It all started when I downloaded a digital sample last Friday night having had the book on hold forever. Once I finished the sample, I couldn’t wait to keep reading. This is the kind of compelling reading material I was recently talking about—a book I couldn't put down until I knew how it ended. Unfortunately, I was ultimately disappointed.
What a shame such a relevant and engrossing premise for a story was executed in such a narrow, mean-spirited way. Transported back to the wilderness of Idaho in 1855, a trad-wife influencer is forced to endure the very chores and hardships she so glibly demonstrates on camera for her modern audience. Waking one morning after a stressful, real life encounter at her fancy, state-of-the-art Yesteryear Ranch, Natalie Heller Mills finds herself in a situation she describes as "a bruised and beaten version of my life." The house, children, and farm are not-quite-right-right-but-similar versions of her own. It's COLD and her ragged nightclothes are irritating her! Her husband, Caleb, is a gruff and older clone of himself. I was looking forward to reading about the actual realistic trials and tribulations of domestic life in nineteenth century America. Instead Natalie's experience morphed into a hellish, overwrought drama reflective of her own narcissistic sensibilities and selfishness.
There is a lot of focus on evangelical Christian-nationalist bashing happening in this book, which I'm not necessarily opposed to given today's politics. For me, it just crossed the line into a trite, oversimplified portrayal when I would have appreciated a more nuanced approach to describing the olden days. The author drives home the message about the second-class-citizen role women play in this homespun culture with the repetition of expressions like this one. "A man may work from sun to sun, but a woman's work is never done, never done, never done. "While there is a certain truth to this, contemporary women have made many strides against inequality, of which I feel this white, privileged influencer should have been more aware.
I've been listening to the wonderful I've Had It podcast for several months now, so I've gained a wealth of insight about the horrendous, prejudicial behavior exhibited by many while evangelical Christians living in rural America.
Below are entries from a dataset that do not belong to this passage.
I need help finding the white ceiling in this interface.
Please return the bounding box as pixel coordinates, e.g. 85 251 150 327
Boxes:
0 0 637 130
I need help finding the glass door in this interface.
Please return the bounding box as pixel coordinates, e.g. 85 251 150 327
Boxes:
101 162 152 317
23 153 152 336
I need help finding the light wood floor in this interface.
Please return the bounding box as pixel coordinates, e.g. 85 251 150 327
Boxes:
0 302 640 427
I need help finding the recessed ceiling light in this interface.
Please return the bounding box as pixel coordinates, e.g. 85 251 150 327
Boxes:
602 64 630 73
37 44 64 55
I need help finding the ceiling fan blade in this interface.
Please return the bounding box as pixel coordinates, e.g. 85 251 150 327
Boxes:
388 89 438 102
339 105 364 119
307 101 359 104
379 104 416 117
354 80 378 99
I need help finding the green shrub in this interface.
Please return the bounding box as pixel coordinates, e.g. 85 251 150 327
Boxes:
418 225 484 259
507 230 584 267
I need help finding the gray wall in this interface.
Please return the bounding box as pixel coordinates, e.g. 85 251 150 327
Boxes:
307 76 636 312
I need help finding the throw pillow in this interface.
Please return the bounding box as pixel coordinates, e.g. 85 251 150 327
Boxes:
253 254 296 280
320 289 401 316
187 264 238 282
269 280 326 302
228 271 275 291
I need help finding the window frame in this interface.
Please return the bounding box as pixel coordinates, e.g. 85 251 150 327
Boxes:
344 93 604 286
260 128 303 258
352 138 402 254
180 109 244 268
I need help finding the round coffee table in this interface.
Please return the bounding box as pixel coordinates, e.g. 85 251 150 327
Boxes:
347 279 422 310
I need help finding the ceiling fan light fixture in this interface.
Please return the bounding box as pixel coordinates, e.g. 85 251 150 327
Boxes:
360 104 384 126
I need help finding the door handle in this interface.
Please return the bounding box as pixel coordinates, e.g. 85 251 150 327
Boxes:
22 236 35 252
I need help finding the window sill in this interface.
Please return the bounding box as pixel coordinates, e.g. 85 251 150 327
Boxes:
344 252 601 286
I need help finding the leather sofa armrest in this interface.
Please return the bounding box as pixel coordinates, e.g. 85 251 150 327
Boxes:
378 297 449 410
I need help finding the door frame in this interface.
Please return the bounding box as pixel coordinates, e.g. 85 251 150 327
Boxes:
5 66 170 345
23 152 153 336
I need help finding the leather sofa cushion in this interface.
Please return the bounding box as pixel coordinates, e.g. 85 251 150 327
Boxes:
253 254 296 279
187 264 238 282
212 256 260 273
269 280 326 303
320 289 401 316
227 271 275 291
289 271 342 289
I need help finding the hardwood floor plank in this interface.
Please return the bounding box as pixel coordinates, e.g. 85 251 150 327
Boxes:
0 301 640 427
The podcasters are two women—"blue dots" from the "red state" of Oklahoma—who do not mince words when it comes to defending the universal rights of all people including ethnic minorities, immigrants, and LGBTQ individuals. I applaud them for that. Yesteryear incorporates many of the hostile biases associated with some religious beliefs into the thoughts and actions of Natalie and her family members. The following diatribe ensues when Natalie's mother confronts her with the knowledge that vegetables being grown on their farm are not organic, even though Natalie insists they are to her online followers.
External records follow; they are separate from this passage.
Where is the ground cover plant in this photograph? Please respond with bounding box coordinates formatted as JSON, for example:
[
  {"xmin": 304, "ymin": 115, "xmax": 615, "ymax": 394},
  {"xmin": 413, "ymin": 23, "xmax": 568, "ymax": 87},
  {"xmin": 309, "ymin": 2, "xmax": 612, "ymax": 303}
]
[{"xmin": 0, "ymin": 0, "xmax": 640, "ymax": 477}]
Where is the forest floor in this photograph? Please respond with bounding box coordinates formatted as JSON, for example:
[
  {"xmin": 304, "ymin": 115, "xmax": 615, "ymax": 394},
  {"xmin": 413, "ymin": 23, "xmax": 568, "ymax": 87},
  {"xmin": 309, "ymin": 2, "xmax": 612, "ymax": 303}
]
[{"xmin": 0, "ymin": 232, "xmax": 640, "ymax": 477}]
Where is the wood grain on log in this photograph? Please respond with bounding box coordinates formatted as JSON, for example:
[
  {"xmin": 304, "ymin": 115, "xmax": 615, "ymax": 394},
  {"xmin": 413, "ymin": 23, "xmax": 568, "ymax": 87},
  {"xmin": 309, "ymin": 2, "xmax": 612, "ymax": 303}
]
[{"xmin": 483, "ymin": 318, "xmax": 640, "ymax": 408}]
"My mother stared meaningfully behind me, and I turned around to see a pesticide barrel by the barn. A flare of anger whistled through me, so hot and painful I nearly gasped. Those dumb fucking immigrants . Idiot Mexicans. They never cleaned up after themselves, no matter how many times I asked."
Of course, Natalie doesn't own up to the fact that not only does her husband have help working the farm, but she employs producers and nannies to assist with her domestic projects like cooking, baking, mending, and childrearing. As the chapters alternate between real Natalie's current world and the time traveling Natalie's dangerous circumstances, things begin to wildly unravel for our unlikeable main character.
By Chapter 33 when the Lord starts speaking to 1850's Nattie through one of her daughters, I started getting really confused and wondered how on Earth, or in what crazy crescendo of science fiction, this story would actually resolve itself.
"A shiver runs through me. Hello, Father... I feel him on this porch. I see Him in her, speaking to me."
The book's ending was an act of redemption that left me feeling empty, like I had just eaten a gallon of ice cream and knew I would pay the consequences in the morning. All I wanted was for Natalie to get her comeuppance from there grueling and dingy experiences in the past and then develop into a self-actualized, humble version of herself. Instead, the novel broke off on a wicked path of legal, religious, and familial hellfire.
Overall, I like the author's writing style, and the story moved along at a good, if somewhat reckless, pace. I just wanted more—something deeper and more philosophical than this main character was able to provide—but it was a good reading experience that left me with a renewed conviction to check out more actual books from the library in the future.
Edited to add:
Guess I should have read the reviews on the back of the book jacket before I wrote this. Here's a sampling:
From Kate Tuttle, The Boston Globe—"One of the year's most relentlessly fast-paced and satisfying novels, a sharp and witty social satire that also works as a taut thriller."
From Maddie Oatman, Mother Jones—"Bracing.... Juicy, vindictive, and loads of fun."
From Michelle Ruiz, The New York Times Book Review—"Natalie is an electric antiheroine.... Revelatory."
From Aiden Arata, Los Angeles Times—"Bitingly funny and occasionally heartbreaking.... More than a giddy, gory tale of a tradwife's comeuppance."